Simple finding linear acceleration

[mistermill]

Homework Statement

In our lab, we times a cart going 1m. The time was 9.49 s. The cart was pulled by a string, over a pulley, attached to a free-falling mass. The purpose was to calculate the μ, the coefficient of friction.

Homework Equations

d = vit + 1/2at^{2}

a = (vf-vi)/t

vi = 0 m/s
d = 1.0 m
t = 9.49 s

The Attempt at a Solution

Why does the acceleration come out differently in these two equations?

Is it that the vf is not simply 1m/9.49 seconds?
Is vf = 1/9.49 = 0.11 ?

Because that is the average velocity, and we don't use average velocity because we have a constant acceleration?

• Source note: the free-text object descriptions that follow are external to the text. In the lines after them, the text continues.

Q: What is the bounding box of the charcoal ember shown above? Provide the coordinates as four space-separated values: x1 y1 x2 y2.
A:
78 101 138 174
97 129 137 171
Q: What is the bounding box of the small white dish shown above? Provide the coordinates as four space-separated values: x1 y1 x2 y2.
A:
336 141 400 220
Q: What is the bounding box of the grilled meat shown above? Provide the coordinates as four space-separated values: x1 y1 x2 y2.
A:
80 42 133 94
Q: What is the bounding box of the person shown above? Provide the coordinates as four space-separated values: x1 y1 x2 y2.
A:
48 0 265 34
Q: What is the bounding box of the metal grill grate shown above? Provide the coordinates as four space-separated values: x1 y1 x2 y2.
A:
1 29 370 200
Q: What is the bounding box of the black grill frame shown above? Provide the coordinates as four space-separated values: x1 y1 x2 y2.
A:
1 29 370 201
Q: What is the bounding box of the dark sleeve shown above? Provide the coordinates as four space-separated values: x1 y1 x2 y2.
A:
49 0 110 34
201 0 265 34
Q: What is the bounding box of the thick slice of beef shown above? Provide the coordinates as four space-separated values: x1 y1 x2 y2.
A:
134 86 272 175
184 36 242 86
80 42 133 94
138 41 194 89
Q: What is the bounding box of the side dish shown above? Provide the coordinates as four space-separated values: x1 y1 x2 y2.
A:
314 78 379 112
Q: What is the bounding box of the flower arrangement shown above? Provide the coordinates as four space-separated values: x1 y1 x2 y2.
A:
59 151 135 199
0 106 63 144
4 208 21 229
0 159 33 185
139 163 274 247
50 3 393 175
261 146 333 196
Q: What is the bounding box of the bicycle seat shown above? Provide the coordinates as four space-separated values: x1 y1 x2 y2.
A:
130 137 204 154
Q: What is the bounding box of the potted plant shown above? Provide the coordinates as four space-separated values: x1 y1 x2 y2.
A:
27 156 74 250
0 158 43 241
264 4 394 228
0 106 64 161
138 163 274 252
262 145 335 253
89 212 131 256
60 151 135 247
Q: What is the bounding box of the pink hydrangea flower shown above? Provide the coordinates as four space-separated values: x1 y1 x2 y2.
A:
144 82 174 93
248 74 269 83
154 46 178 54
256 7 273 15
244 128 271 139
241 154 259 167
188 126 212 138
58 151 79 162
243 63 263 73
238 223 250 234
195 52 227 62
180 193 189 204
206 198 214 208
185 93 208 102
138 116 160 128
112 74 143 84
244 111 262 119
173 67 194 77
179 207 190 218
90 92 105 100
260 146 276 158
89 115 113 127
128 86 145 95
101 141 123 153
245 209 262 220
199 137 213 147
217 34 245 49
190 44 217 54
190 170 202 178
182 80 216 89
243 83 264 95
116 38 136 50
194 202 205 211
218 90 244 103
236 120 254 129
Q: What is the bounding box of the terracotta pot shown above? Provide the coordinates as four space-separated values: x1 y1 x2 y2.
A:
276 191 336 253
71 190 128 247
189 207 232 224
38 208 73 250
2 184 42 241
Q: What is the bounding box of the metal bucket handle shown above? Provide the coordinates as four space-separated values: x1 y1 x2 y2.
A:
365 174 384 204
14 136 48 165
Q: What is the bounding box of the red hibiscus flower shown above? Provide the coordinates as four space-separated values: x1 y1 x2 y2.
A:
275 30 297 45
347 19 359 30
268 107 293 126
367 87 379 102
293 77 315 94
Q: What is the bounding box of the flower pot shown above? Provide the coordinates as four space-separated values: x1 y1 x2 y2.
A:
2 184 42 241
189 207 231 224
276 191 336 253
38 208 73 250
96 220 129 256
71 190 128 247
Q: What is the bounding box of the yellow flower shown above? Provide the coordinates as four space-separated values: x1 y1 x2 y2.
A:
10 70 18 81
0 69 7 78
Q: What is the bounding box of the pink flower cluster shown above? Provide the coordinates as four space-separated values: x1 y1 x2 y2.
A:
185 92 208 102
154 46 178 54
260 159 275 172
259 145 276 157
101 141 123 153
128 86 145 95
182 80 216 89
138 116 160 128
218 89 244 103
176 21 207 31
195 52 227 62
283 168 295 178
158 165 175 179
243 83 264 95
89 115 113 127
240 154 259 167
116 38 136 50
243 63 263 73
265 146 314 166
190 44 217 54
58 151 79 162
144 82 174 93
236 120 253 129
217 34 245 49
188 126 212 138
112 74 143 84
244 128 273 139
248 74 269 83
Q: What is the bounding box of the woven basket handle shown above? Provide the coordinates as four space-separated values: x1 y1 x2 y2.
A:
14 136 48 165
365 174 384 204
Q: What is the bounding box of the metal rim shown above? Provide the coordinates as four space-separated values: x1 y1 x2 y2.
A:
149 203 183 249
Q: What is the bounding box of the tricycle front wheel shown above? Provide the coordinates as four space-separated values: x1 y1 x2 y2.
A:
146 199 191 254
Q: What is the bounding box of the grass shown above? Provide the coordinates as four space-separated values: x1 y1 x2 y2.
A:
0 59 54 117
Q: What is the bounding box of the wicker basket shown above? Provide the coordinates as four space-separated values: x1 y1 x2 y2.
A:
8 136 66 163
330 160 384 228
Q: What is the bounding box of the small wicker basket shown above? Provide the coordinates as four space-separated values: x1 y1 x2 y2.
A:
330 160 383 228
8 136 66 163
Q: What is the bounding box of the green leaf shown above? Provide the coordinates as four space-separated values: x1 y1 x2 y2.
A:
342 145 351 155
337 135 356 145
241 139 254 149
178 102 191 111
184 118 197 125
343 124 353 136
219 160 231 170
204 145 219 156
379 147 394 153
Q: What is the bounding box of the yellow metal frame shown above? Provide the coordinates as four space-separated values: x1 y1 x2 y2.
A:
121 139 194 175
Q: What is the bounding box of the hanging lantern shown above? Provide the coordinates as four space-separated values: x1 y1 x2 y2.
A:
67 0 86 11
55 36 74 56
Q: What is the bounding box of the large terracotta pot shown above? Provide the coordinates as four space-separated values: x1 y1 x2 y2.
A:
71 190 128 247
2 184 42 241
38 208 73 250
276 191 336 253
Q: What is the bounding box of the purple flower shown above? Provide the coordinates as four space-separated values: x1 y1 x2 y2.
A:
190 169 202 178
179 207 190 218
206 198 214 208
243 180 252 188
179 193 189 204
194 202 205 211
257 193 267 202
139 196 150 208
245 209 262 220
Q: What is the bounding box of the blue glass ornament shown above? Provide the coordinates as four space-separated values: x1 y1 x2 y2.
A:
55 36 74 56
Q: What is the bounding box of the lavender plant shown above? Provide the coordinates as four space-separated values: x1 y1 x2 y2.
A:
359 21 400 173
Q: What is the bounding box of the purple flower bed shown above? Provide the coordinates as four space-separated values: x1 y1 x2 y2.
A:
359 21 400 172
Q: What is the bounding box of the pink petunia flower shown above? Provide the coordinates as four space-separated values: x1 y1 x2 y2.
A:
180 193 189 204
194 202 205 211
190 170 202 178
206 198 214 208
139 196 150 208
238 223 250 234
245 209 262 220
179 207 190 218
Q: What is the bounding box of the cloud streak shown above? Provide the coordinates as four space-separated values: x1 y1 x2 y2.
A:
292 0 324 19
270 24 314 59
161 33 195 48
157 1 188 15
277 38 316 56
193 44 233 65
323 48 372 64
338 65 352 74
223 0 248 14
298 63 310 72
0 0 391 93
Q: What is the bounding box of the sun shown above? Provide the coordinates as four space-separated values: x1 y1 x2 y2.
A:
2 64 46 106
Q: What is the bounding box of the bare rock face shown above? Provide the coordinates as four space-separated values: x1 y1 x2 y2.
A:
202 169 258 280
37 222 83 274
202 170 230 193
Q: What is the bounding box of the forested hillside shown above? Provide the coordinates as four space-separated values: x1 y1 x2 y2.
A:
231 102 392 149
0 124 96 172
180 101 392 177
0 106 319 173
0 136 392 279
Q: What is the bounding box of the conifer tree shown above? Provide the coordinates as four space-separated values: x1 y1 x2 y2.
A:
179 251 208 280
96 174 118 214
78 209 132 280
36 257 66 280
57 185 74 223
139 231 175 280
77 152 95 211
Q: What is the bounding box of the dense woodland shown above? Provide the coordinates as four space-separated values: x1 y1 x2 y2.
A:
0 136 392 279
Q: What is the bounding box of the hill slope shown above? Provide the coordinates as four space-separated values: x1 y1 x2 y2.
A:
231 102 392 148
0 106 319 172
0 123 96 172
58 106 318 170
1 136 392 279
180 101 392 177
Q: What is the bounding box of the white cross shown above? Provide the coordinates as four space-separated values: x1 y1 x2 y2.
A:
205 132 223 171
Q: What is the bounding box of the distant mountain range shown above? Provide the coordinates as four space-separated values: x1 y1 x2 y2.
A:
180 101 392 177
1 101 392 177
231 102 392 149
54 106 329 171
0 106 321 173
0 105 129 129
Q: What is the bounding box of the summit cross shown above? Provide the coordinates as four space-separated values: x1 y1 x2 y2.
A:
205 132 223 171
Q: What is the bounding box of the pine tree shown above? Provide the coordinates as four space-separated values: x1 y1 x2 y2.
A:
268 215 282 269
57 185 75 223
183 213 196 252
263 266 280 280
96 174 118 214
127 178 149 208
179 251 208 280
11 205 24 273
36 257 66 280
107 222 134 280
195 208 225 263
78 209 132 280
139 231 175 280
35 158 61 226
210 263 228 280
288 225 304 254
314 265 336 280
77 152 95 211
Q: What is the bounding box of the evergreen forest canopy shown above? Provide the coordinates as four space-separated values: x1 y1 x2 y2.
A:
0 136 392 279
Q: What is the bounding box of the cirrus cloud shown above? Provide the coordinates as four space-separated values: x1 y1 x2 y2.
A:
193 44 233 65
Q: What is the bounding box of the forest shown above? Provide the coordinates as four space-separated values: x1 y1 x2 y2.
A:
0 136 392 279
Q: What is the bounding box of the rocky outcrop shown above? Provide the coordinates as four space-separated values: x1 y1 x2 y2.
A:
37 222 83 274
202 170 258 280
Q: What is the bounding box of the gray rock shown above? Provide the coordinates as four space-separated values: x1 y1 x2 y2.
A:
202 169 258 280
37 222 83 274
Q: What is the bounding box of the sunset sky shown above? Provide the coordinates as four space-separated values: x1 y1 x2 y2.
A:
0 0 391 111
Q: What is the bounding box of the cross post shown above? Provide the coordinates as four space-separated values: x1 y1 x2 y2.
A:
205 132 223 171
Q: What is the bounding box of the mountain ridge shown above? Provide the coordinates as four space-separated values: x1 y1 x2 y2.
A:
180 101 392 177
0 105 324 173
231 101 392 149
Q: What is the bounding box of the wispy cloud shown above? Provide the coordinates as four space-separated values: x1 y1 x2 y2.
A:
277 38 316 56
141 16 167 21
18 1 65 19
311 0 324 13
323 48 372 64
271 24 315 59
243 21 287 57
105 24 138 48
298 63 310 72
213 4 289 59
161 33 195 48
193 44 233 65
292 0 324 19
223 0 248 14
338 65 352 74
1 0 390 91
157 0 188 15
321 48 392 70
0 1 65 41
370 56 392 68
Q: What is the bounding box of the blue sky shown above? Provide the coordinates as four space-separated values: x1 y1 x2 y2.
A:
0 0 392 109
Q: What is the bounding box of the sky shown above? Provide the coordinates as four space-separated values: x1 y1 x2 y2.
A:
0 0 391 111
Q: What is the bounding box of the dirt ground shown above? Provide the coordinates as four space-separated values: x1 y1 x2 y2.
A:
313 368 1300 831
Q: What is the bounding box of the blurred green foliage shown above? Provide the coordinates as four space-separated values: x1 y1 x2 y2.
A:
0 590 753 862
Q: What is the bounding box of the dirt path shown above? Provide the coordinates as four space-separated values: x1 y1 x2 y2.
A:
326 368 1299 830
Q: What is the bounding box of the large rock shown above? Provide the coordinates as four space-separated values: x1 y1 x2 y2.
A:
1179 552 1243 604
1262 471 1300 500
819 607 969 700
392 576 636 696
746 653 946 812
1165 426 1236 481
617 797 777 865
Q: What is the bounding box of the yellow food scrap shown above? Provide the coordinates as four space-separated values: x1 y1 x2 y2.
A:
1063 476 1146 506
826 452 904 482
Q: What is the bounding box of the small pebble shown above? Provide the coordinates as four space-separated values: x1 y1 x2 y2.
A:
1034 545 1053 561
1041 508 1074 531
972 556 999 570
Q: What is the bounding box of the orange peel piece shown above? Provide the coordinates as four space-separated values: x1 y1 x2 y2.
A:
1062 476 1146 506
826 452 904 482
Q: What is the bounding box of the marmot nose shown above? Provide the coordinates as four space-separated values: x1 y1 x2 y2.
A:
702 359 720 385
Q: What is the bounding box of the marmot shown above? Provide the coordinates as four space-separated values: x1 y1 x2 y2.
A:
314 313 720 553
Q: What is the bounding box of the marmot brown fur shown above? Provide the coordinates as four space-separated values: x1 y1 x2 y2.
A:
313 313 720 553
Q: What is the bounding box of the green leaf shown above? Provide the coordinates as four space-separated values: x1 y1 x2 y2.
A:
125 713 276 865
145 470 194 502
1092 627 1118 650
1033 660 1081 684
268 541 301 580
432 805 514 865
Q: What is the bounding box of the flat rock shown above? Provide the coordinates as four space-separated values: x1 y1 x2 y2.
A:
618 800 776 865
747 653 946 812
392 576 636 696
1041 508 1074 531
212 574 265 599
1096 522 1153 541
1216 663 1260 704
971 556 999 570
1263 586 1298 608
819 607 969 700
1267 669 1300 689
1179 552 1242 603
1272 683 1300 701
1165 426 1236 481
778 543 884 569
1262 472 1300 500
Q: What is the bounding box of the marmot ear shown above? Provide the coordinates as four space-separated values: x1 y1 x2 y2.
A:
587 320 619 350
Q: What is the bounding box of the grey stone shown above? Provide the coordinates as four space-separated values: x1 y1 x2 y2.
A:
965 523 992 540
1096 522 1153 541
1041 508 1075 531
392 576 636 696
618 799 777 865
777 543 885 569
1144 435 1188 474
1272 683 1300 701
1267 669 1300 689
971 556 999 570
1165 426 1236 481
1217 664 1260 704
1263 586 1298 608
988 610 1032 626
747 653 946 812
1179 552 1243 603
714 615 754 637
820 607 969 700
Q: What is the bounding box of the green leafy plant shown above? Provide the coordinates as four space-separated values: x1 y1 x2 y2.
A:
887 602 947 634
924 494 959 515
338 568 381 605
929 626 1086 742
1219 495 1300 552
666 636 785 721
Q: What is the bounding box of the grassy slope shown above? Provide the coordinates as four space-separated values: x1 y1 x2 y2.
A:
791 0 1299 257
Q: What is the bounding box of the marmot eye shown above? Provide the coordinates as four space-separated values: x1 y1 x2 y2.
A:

In the first equation I get a = 0.02m/s^{2}
and in the second equation I get a = 0.01 m/s^{2}

I think I know why, but I would like someone to say,"yes that is why you must use the first equation."

 

[Nathanael]

V_{f}=9.8t

It's invalid to say V_{f}=\frac{d}{t} because, as you said, that is the average velocity (which is less than the final velocity)
Since initial velocity is zero, the expression \frac{d}{t} will only give you half the final velocity. That is why your two accelerations were different by a factor of 2.